Indiana Kicks Voters Off the Rolls and Isn’t Telling Them - The Daily Beast

A new Indiana law permits voters to be automatically removed from registration rolls without giving any notice or allowing for a waiting period for those purged to respond, and it could all be a mistake.

The statute, which went into effect last month, is in “flagrant violation” of the National Voter Registration Act of 1993 and operates with potentially “discriminatory results,” according to the Indiana State Conference of the NAACP and the League of Women Voters in a lawsuit filed last week.

“No Hoosier should be silenced on Election Day,” Barbara Bolling-Williams, president of the Indiana State Conference of the NAACP, said in a statement. “Yet, under this new law, that will happen. It’s vital that Indiana follow federal law and ensure that voters are not wrongfully removed from the rolls.”

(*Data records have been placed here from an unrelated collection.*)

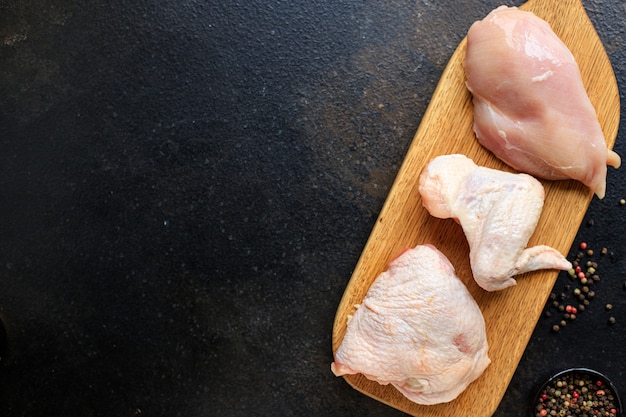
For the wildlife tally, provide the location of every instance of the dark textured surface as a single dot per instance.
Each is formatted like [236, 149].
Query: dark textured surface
[185, 187]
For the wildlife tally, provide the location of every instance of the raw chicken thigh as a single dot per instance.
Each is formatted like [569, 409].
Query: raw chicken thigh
[418, 329]
[530, 105]
[498, 212]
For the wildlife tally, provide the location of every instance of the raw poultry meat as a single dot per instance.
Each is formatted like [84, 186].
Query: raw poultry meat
[498, 212]
[530, 105]
[418, 328]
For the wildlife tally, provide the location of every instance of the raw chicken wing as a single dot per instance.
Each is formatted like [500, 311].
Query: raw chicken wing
[498, 212]
[530, 105]
[418, 329]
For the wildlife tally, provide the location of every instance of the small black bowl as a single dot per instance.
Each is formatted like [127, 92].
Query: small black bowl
[594, 383]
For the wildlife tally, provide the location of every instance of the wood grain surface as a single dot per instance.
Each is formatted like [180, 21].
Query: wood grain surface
[446, 127]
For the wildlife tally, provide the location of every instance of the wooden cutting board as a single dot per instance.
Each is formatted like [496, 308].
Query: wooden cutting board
[446, 127]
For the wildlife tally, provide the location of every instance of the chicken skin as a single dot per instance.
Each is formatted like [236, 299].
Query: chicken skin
[498, 212]
[418, 328]
[531, 108]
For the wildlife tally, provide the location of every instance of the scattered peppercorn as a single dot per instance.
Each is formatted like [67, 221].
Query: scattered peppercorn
[577, 294]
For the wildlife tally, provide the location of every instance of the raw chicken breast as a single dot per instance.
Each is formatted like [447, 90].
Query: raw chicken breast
[498, 212]
[530, 105]
[418, 329]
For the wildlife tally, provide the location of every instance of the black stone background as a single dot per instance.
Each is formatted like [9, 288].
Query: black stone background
[186, 186]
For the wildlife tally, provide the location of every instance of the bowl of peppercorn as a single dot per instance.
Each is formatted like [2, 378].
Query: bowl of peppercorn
[577, 392]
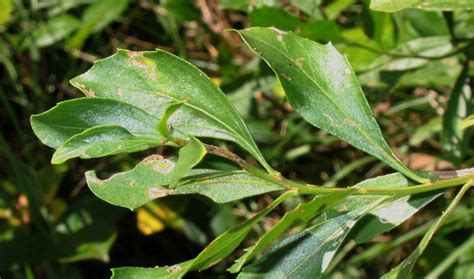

The suit takes issue with Indiana’s now-unbridled use of the controversial Kansas-based Interstate Crosscheck System, a database used in 27 states to identify potential voters registered in multiple states by comparing voter names and dates of birth.

Indiana adopted the database in 2014, when it was ushered in by then-Gov. Mike Pence. Officials at that time had to notify voters that they were at risk of being removed from voter rolls. A voter was removed only if they failed to respond and vote in the next election.

Now voters can be immediately removed if their name simply pops up on the database.